By that time, James VI was King and married to his Dane who took a liking to the bonny Moray, which wouldn’t have pleased the King overmuch, but not for obvious reasons. It would’ve had more to do with not wanting anything to come between him and the English throne. The 6th Huntly was both a supporter of and schemer against his King. According to Francis James Child of ‘Child Ballad’ fame, Huntly was keen to prove that Moray was plotting rebellion with Francis Stewart, the Earl of Bothwell, against the King. No doubt as a smokescreen for his own double dealings in cahoots with the Spanish, Huntly got his King’s permission to bring Moray to trial. But instead of simply apprehending Moray, Huntly rampaged through his northern territory, causing death and destruction. On the 6th of February, when Moray was on route to Edinburgh of his own volition, Huntly cornered him at Donibristle House in Fife.

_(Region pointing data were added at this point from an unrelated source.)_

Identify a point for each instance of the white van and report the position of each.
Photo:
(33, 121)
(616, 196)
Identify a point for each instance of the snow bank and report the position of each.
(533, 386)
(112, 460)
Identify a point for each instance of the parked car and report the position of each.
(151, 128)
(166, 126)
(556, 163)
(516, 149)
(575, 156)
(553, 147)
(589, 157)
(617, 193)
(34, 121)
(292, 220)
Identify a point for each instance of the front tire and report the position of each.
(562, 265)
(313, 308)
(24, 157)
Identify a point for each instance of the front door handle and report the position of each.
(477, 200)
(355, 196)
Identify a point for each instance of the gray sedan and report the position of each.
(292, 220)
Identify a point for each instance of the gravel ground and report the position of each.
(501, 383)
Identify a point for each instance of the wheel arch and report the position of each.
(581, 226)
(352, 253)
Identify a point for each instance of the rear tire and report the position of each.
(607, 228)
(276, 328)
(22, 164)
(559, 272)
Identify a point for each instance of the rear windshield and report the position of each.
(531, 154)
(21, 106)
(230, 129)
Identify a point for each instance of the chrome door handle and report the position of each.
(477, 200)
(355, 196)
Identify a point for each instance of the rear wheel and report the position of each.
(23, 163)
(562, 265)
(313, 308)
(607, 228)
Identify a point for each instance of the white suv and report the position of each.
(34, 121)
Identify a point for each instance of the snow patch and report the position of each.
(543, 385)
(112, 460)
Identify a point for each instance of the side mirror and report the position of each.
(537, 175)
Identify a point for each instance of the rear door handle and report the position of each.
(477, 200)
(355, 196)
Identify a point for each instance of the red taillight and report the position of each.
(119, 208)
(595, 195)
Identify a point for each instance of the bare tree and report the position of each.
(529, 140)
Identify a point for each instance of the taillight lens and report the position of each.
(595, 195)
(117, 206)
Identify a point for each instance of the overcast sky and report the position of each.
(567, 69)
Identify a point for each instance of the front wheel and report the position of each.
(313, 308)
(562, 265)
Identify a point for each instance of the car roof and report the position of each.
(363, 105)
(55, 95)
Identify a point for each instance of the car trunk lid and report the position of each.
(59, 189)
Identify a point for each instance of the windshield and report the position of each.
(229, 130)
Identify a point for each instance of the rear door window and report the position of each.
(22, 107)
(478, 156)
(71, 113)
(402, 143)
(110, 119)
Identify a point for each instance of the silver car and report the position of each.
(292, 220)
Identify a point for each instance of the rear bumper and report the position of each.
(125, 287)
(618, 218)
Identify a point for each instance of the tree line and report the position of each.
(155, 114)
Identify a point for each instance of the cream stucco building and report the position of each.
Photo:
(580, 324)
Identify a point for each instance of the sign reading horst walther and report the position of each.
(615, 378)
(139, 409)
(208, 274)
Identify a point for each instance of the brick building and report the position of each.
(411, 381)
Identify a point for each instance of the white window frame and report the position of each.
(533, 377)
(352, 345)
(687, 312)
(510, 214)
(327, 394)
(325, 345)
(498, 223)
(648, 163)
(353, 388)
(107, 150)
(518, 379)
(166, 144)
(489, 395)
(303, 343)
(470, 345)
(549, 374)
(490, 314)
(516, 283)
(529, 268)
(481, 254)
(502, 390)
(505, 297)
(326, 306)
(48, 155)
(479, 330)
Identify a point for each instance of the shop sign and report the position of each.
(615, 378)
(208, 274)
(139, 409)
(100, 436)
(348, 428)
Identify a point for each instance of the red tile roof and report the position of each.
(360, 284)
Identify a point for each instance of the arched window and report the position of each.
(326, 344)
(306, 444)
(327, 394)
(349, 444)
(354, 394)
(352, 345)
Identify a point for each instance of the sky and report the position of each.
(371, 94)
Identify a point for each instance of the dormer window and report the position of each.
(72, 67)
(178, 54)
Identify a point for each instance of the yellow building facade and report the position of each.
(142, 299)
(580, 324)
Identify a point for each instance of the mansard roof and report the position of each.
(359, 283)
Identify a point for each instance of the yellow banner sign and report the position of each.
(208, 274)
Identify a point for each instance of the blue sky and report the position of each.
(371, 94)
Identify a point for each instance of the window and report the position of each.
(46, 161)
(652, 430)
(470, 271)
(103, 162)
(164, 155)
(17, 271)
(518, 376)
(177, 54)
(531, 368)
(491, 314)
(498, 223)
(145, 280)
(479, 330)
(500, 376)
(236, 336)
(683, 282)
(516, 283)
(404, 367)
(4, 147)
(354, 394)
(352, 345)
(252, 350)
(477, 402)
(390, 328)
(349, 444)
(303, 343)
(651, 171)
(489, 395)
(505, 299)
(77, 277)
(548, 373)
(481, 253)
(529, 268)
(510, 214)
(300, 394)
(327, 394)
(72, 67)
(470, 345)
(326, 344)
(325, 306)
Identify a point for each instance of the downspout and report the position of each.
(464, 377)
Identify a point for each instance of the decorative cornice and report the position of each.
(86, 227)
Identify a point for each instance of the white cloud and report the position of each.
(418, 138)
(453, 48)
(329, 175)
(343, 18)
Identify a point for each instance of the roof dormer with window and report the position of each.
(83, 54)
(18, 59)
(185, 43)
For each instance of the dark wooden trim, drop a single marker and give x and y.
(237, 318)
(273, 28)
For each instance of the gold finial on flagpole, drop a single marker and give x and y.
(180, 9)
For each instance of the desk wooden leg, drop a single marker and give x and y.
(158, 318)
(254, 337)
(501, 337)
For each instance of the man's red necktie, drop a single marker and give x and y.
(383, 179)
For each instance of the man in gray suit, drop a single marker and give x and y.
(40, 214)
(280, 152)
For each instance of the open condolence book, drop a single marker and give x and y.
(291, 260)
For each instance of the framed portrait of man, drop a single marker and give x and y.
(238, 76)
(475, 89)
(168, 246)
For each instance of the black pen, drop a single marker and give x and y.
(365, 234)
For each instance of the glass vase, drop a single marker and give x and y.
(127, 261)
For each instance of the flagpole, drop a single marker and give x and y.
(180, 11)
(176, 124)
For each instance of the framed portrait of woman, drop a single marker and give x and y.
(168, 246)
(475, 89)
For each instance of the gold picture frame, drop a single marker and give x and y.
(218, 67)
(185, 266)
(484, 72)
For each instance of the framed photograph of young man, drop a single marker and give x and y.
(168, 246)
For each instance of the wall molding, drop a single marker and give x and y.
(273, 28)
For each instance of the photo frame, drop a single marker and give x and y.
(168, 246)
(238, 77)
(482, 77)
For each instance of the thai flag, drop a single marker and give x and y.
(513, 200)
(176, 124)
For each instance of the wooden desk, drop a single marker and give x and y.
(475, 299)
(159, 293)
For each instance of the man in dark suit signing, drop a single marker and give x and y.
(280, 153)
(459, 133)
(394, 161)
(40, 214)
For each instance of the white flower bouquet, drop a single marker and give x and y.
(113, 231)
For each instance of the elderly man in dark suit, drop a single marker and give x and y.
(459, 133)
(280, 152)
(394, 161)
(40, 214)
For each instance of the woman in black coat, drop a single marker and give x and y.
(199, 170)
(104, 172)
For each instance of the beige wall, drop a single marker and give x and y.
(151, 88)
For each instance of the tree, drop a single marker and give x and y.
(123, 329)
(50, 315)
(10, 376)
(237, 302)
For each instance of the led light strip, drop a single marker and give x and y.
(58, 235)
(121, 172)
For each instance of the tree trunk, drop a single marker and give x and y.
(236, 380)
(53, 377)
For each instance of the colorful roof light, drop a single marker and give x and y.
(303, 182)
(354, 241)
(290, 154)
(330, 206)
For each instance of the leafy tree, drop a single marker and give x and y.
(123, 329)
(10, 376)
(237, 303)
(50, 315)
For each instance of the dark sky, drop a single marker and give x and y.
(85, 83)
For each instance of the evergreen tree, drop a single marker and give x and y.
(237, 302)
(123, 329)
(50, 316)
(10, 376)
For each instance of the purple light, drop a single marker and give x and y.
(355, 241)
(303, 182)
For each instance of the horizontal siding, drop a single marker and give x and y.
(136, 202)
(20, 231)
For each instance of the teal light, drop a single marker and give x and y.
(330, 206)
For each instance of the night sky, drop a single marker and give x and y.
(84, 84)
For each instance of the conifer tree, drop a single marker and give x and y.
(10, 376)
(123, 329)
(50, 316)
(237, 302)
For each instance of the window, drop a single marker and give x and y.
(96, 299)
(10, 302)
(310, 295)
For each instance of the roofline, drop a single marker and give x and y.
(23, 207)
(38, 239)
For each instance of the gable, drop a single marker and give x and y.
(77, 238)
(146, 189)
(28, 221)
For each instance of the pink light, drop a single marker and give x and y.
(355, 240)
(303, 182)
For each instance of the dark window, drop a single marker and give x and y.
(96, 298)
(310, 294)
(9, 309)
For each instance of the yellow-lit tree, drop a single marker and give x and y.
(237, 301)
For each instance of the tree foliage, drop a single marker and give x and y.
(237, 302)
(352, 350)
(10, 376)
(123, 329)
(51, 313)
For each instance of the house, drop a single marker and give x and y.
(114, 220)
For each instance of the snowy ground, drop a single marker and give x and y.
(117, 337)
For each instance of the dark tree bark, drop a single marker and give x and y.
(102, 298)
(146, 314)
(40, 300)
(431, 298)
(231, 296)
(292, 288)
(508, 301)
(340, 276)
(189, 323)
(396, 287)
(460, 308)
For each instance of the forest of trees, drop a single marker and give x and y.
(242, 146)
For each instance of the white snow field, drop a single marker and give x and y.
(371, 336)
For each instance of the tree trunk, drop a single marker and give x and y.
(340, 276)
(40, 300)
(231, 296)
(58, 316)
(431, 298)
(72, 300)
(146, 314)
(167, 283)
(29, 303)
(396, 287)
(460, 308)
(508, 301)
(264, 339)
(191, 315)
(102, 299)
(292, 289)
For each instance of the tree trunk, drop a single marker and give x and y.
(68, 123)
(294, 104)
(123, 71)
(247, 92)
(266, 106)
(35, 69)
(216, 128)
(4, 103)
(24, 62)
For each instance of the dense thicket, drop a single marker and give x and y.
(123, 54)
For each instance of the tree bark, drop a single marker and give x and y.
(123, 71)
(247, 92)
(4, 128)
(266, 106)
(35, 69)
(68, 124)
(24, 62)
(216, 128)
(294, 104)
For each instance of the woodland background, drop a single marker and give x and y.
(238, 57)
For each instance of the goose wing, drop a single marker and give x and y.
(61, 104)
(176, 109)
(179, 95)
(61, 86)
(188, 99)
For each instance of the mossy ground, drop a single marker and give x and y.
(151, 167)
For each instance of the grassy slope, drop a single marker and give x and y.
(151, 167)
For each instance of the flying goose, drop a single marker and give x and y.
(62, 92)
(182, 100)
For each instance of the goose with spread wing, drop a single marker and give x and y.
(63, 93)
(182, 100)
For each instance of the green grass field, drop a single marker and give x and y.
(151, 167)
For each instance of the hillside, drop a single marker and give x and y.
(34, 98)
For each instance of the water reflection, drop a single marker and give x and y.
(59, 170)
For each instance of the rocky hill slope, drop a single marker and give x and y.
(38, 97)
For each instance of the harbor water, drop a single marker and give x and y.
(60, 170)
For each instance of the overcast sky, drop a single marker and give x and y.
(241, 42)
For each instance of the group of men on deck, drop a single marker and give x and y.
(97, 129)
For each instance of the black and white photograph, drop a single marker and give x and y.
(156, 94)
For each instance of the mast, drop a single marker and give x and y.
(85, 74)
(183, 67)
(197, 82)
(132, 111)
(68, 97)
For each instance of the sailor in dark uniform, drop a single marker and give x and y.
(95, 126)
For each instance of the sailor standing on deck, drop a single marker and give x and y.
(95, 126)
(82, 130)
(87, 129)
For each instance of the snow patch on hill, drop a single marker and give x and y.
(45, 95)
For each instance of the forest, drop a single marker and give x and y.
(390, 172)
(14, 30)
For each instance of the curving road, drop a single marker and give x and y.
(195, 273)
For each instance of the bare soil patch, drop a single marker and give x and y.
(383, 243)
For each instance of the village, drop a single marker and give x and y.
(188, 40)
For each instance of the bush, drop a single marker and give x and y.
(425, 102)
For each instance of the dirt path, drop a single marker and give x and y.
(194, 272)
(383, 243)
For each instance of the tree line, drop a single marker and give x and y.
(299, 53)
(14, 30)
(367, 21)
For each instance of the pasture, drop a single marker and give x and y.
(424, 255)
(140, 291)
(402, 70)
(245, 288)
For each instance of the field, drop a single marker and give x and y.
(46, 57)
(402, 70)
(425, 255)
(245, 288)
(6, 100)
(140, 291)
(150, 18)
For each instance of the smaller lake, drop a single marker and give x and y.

Late that evening, approaching midnight, Huntly’s men fired the house. Early in the morning of the 7th, Moray made a dash for the rocks on the seashore, but his headpiece had caught alight and betrayed his attempt at escape through the trees. He was cut down by Huntly’s men and slashed across the face by George Gordon’s own sword. Bonny Moray’s last words as he lay dying were, “Man, ye hae spoilt a better face than yer ain.” Moray’s mother sought revenge for her son, but despite ghoulishly exhibiting the corpse for several months in its coffin, Huntly wasn’t punished by the King, beyond a week long house arrest. In truth, Huntly was always one of the King’s close favourites, but he spent his entire life falling into and out of favour with his monarch. A painting of Moray’s body, gruesomely showing off his multiple wounds, was paraded through Edinburgh in an attempt at propaganda. It can be seen today in the Great Hall at Darnaway.
Significantly, Huntly, who was later charged with treason over the matter of the ‘Spanish Blanks’; excommunicated; absolved; victor over the King’s army at Glenlivet in October, 1594; tolerated by James VI; and who periodically abjured Romanism; was created the 1st Marquess of Huntly on the 7th of April, 1599. Later, he was again excommunicated; imprisoned several times; signed one Reformist confession and refused another; accused of intrigue; set free on the King’s order; joined James’ Court in London; absolved again; and involved in a feud with the Crichtons. Released by Charles I in 1636, Huntly died in Dundee on the 13th of June, after declaring his Catholic faith.
The son of the murdered 2nd Earl of Moray became the 3rd Earl and Lieutenant of the North. He later married Huntly’s daughter and put an end, once and for all, to the Moray/Gordon feud.